Il posa une main sur sa nuque et mêla ses lèvres aux siennes. Rosalie lui rendit son baiser et posa une main sur son cou pour l’amener encore plus près d’elle.

Se débarrasser de ce vous, de cette barrière ridicule, avait été l’aboutissement de ce qu’ils avaient enduré. Rosalie songea que leur histoire serait peut-être née sans cela, que leurs épreuves récentes n’avaient été qu’un raccourci, pas une cause.

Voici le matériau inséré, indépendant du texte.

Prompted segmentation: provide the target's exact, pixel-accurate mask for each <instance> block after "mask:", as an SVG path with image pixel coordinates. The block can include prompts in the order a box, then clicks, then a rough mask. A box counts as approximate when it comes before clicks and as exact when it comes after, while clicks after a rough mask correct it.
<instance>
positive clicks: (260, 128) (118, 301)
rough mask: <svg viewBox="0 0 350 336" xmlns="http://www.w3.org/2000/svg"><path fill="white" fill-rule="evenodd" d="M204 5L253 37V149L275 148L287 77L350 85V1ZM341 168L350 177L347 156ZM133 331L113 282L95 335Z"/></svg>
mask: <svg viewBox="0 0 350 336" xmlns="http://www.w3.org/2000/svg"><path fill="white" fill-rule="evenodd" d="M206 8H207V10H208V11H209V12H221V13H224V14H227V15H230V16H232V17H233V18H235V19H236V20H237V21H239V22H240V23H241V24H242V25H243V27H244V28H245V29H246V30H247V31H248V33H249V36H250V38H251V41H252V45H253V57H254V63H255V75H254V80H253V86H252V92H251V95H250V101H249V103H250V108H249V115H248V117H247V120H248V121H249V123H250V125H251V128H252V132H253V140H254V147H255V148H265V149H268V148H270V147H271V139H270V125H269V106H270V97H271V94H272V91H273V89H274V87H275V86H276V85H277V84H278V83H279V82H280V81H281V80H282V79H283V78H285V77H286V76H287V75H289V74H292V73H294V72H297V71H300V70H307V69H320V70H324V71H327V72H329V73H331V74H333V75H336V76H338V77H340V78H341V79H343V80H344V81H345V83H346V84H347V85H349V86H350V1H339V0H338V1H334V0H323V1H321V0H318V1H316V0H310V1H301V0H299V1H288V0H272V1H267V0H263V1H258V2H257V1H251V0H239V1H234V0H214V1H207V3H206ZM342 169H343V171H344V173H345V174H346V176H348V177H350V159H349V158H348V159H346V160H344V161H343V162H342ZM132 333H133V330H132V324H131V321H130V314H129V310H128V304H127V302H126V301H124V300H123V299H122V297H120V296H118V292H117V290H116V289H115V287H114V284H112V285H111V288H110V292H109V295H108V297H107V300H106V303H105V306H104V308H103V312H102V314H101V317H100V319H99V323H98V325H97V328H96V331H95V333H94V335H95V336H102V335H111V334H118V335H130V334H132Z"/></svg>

Un bruit sourd sur sa gauche lui indiqua d’Amerius avait laissé tomber sa canne au sol. Son bras libre vint lui enserrer les reins, tandis que l’autre descendait lentement jusqu’à ses omoplates.

Rosalie glissa une main sur le torse d’Amerius et remonta sous les épaules, là où s’ouvrait son manteau. Elle repoussa l’étoffe, jusqu’à la faire pendre, et il vint en aide en la retirant lui-même, en même temps que ses gants et son chapeau. La jeune femme l’imita, se débarrassant également de son écharpe.

Leurs lèvres se retrouvèrent, mais Rosalie ne se contenterait pas de ça et elle savait qu’Amerius partageait cette envie. Il fit le premier pas, en menant ses mains là où ils le désiraient tous les deux. La respiration de la jeune femme devint plus courte.

– Il faut fermer la porte… parvint-elle à dire.

Amerius ferma le loquet, pendant que Rosalie libérait ses cheveux.

Cet après-midi, la pièce abandonnée retrouva davantage de vie qu’elle n’en avait jamais eu.

Rosalie et Amerius se laissèrent aller, jusqu’à en avoir assez, jusqu’à en vouloir bien plus à l’avenir.